Along with the passage of time went a spiraling increase in rents for commercial space. As a result, after my children grew up and left home, I turned my living room into a studio. Though, it forced me to do so with much restraint. So, for a number of years, being a fairly experimental artist, I did a series of paintings based on earlier, more-realistic and personal works. In them, I attempted to disregard the concept of chiaroscuro and stress flat, pure color as well as a line that might vary in width. The last exhibit I had at the college was back in the late 1980s. And it included those color-and-line-stressing works, along with the academic-type paintings on which they were based along with all nine stochastic paintings. Before returning the work, Sister Gerardine asked if I'd like to have the Stochastic paintings returned along with the other works. I told her that: since they would probably be re-hung at the college, and space was tight in my studio, that the paintings might just as well be left at the college.

A few years later, I decided that it was time to have a retrospective of my work. So, I called Sister Gerardine (although she no longer headed up the art department) to arrange to have the Stochastic paintings delivered to me. And, that's when, after the passage of a week or two, I was advised that the paintings could not be located.

Eventually, after a month or so, the new folks, those who followed the nuns in the control of the art department (MFAs and lay Catholics who, as a rule, can be a narrow-minded lot), advised Sister Gerardine that the paintings could not be found.

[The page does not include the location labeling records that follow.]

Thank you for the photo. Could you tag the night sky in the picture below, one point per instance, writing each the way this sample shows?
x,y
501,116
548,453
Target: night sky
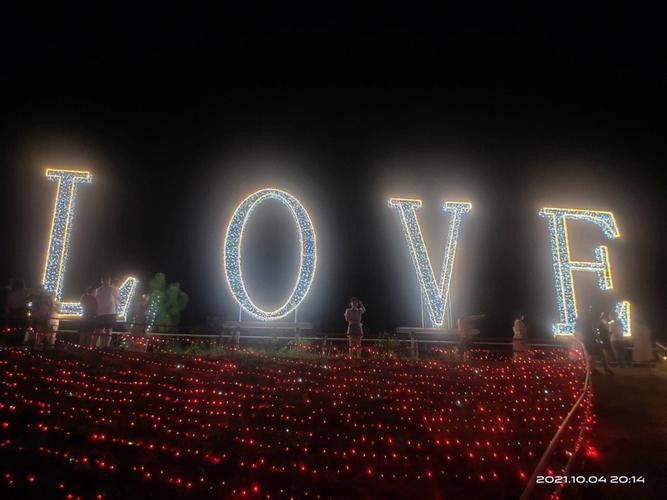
x,y
181,114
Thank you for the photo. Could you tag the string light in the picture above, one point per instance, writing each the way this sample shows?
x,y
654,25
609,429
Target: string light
x,y
564,266
86,422
232,253
436,293
61,226
59,242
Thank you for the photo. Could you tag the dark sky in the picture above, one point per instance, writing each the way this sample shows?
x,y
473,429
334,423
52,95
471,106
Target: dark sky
x,y
180,114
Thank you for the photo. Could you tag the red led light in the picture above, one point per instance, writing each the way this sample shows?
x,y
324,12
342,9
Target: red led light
x,y
223,426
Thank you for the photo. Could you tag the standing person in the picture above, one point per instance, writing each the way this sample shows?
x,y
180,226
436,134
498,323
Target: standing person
x,y
586,329
355,330
42,311
88,317
520,330
617,342
17,309
604,333
466,333
107,309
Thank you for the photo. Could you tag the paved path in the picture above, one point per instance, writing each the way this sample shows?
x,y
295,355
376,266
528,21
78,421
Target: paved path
x,y
630,435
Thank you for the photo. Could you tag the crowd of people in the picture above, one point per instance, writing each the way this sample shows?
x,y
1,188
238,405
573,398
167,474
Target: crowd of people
x,y
602,336
33,314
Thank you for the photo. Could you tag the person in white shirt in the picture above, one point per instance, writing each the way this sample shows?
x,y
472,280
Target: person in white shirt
x,y
617,341
107,298
353,316
466,333
520,330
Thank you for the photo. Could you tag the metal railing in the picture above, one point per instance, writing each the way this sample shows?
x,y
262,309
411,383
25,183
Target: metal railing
x,y
539,468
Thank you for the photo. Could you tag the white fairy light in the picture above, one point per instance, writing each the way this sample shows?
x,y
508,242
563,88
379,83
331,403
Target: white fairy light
x,y
232,253
436,293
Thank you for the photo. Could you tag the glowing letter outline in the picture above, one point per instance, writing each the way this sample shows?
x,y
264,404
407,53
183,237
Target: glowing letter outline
x,y
564,266
232,253
436,294
57,256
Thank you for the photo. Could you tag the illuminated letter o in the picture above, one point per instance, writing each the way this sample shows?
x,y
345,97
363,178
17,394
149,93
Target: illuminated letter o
x,y
232,253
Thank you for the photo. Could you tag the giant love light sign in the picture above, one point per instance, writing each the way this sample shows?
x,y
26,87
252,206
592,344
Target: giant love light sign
x,y
435,291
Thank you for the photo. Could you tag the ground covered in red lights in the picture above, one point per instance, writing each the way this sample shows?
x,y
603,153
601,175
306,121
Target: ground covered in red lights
x,y
120,424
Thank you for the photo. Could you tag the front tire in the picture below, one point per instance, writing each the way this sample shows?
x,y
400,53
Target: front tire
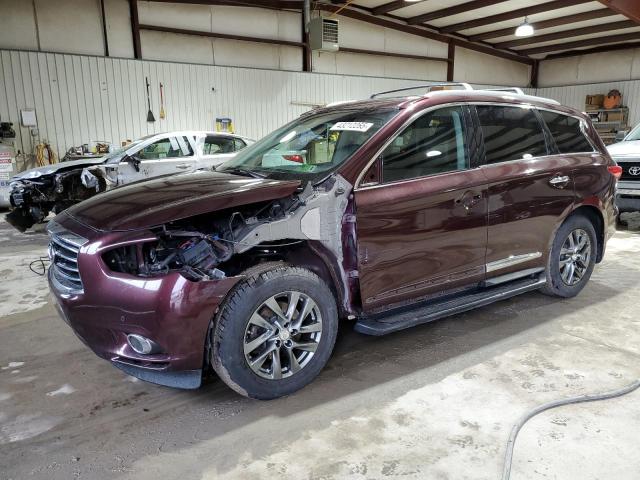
x,y
572,257
275,332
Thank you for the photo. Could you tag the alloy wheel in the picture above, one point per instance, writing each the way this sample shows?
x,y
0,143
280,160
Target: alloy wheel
x,y
575,256
282,335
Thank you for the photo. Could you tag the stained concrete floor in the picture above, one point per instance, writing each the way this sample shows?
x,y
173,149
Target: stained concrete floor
x,y
434,402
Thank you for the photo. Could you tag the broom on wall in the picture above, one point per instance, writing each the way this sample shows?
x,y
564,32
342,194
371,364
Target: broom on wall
x,y
150,117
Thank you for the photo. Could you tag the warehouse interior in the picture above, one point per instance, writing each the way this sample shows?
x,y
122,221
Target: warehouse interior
x,y
83,80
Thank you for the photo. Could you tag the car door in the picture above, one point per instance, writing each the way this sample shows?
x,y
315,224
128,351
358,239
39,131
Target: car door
x,y
217,149
422,229
529,187
165,156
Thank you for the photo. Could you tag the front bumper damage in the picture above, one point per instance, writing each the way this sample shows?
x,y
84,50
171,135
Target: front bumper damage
x,y
169,309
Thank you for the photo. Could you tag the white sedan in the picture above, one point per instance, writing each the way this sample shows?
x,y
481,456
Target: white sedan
x,y
53,188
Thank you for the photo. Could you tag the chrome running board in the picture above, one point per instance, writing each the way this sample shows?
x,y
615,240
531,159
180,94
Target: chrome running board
x,y
400,319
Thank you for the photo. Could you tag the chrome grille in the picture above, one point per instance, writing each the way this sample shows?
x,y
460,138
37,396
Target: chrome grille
x,y
63,255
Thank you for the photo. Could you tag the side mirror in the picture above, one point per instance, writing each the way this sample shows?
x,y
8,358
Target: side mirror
x,y
133,160
373,174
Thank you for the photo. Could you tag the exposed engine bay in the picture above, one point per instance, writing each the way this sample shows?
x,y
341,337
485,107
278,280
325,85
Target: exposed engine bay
x,y
227,242
33,199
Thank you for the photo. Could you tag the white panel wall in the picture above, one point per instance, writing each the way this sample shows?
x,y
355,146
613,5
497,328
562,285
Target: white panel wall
x,y
593,68
75,26
471,66
573,96
361,35
82,98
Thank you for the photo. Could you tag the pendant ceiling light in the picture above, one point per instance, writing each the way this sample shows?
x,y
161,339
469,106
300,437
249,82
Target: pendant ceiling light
x,y
525,29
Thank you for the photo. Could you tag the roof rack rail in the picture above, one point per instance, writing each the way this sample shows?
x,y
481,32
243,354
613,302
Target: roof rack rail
x,y
465,86
517,90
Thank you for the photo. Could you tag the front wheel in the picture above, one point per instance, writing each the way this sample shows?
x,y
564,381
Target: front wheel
x,y
572,257
274,333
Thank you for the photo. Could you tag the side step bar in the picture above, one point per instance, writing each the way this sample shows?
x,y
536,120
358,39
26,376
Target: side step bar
x,y
389,322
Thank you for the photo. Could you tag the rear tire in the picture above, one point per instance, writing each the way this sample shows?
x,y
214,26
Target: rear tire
x,y
572,257
263,353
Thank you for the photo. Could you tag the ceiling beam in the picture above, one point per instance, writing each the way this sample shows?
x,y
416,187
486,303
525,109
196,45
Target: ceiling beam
x,y
554,22
242,38
520,13
454,10
587,51
625,37
628,8
422,32
391,6
392,54
277,4
575,32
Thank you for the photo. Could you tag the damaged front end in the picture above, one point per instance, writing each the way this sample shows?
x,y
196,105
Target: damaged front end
x,y
305,229
33,198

The conclusion was that the paintings were lost, stolen or destroyed with emphasis on destroyed.

What was I to do? It appeared that Sister Gerardine was being pressured by the college to claim that the works could have been delivered to me. But, she wrote me, stating that she had not returned the paintings to me. It was obvious to me that she was in a fix. The college was denying all responsibility. Yet, she indicated to me that she was aware of the college's liability. The upshot was, I would have been required to sue the college.

There was only the slimmest of chances of a New York Atheist suing and winning a law suit against a Catholic organization in New Jersey. And, I was reluctant to expend the time or involve the very decent Sister Gerardine in it all of which would have been required if I were to engage in a law suit; so, I decided to forget the whole thing. After all, none of it would have brought the paintings back to life.

From then on, memories and the few photos that I have of them (which the reader can find on this web site), will have to suffice.